Even if you are not eligible for EIC, the rule stands. Keep good records and if the IRS comes knocking, you can show them that every expense is legitimate.
Yes. A self-employed individual is required to report all income and deduct all expenses. Revenue Ruling 56-407, 1956-2 C.B. 564, deals with the issue of taxpayers not taking all allowable deductions in computing net earnings from self-employment for self-employment tax purposes. Rev. Rul. 56-407 held that under §1402(a), every taxpayer (with the exception of certain farm operators) must claim all allowable deductions in computing net earnings from self-employment for self-employment tax purposes.

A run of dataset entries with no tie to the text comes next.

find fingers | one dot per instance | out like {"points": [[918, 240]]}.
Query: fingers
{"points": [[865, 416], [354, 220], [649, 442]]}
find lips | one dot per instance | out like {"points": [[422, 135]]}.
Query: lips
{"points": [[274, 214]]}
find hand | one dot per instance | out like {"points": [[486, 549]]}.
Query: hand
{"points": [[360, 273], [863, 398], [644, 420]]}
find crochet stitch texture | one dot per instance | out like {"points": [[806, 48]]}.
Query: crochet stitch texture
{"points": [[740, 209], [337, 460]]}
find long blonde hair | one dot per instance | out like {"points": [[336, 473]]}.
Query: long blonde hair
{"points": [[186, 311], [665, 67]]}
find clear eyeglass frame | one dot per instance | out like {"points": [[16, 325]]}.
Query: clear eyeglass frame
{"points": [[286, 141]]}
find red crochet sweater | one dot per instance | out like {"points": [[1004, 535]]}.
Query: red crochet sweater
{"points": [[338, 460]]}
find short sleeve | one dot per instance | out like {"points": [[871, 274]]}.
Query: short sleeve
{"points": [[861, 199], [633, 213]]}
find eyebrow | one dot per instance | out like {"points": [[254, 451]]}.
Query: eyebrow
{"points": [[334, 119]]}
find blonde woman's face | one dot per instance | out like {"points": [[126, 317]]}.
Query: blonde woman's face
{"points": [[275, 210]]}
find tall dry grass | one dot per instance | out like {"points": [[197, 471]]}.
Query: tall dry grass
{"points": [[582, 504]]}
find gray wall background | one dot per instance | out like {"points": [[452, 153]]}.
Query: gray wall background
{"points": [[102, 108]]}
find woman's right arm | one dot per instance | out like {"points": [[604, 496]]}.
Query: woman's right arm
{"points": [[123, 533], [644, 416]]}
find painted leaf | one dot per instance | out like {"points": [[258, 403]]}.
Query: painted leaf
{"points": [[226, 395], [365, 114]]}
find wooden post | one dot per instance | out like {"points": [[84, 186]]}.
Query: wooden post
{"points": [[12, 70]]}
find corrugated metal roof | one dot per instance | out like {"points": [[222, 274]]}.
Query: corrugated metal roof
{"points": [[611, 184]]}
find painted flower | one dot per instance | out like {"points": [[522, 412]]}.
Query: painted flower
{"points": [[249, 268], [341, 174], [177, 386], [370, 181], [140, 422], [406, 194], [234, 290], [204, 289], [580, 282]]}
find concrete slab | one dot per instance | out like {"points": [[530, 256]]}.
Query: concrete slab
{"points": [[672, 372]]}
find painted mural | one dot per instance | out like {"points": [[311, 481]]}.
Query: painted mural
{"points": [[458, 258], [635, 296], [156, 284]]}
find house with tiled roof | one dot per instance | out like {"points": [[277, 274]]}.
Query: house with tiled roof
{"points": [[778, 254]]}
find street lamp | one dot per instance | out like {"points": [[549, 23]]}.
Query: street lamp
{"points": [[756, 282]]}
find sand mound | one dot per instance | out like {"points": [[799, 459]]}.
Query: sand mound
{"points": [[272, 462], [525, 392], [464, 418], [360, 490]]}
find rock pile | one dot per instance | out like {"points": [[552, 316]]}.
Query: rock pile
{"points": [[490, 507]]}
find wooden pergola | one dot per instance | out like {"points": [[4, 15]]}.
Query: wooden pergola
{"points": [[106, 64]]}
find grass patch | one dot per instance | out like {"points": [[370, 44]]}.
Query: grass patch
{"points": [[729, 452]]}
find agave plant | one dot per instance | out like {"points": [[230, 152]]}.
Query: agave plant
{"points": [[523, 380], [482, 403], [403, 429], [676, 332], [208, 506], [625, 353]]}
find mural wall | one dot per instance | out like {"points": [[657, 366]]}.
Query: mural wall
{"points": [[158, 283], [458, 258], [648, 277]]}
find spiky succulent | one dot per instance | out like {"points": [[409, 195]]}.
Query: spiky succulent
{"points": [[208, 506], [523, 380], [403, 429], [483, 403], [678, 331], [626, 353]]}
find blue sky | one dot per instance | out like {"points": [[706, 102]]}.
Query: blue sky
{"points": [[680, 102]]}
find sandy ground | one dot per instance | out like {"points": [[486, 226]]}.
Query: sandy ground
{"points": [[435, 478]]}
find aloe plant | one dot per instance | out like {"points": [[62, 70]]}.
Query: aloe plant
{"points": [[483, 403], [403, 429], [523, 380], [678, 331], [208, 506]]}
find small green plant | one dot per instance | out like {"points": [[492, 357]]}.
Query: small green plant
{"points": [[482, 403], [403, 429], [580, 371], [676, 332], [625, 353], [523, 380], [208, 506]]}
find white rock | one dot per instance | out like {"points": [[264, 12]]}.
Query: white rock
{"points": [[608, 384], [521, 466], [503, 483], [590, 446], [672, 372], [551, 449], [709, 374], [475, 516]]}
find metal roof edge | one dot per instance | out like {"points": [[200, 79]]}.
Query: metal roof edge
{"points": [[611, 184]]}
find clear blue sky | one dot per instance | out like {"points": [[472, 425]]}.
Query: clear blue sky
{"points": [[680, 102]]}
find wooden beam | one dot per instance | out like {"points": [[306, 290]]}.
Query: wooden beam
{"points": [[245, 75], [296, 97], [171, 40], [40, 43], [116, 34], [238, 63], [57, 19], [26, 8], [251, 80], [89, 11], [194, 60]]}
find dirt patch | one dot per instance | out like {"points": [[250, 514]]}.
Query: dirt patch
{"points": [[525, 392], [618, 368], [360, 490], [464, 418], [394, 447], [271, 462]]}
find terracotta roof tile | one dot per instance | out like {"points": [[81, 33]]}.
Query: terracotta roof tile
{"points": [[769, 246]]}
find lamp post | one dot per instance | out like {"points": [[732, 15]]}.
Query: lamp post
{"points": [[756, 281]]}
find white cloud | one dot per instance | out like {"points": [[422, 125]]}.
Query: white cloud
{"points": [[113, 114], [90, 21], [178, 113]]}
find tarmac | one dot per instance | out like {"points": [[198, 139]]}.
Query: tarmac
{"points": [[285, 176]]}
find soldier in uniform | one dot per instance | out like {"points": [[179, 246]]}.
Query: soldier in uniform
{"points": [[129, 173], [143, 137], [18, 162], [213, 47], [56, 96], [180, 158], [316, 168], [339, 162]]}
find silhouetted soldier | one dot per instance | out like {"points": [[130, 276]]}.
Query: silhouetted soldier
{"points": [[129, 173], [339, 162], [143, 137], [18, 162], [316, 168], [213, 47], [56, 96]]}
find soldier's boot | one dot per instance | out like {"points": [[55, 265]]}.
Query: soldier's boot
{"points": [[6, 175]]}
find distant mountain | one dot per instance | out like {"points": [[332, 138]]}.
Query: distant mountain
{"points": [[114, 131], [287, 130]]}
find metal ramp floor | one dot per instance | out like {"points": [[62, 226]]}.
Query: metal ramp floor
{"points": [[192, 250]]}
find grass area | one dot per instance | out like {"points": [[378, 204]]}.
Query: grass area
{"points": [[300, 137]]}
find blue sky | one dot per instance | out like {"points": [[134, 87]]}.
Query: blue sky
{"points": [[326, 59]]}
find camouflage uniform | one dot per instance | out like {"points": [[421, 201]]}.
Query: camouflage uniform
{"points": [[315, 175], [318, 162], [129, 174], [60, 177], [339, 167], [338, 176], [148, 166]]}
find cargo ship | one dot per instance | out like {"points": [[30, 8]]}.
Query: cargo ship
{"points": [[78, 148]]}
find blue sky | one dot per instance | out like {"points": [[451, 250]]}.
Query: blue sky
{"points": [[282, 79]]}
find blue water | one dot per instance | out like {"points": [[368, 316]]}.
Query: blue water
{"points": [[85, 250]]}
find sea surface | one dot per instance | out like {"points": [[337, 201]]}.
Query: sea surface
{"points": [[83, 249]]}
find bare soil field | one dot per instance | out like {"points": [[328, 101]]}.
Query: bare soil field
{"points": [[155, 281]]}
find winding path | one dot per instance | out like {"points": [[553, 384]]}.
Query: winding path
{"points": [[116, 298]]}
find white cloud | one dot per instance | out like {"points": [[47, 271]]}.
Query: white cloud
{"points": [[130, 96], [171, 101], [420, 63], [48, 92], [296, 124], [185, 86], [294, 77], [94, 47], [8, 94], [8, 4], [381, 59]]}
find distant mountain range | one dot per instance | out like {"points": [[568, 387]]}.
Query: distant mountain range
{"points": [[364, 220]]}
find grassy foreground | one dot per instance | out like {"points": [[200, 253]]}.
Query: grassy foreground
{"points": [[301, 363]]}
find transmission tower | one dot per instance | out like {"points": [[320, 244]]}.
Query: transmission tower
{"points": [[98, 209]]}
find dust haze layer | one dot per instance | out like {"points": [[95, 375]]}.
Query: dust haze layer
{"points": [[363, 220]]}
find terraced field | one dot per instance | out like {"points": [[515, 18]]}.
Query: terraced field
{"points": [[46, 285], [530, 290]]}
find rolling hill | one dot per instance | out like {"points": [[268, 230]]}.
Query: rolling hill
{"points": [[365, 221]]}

Net earnings from self-employment are included in earned income for EITC purposes. It is defined by cross-reference to the definition of net-earnings from self-employment under I.R.C. §1402(a). This ruling applies equally to the EITC. CCA 200022051 also provides insight regarding deduction of Schedule C expenses.
A few comments:
My husband does furniture repair in people homes. He has very high mileage and some supply expenses. It brings our taxable income pretty low. Even if we don't show much profit, it is not a hobby but main source of income. The program is telling me standard deductions are our best bet so I guess itemizing is not really an issue. Thank you for your response.
I guess it is a trade.
If you indicate that your intent is that the activity is a trade or business, and your intent is to make a profit, then you should be reporting all expenses.
Just keep in mind, that the IRS may question the activity.
However, if you have support for the expenses and support that this is your main income, then most likely the IRS will accept that position.
Just keep in mind the hobby loss rules may come into question.
The "Standard Deduction" is completely separate from the expenses you list on Schedule C to offset business income.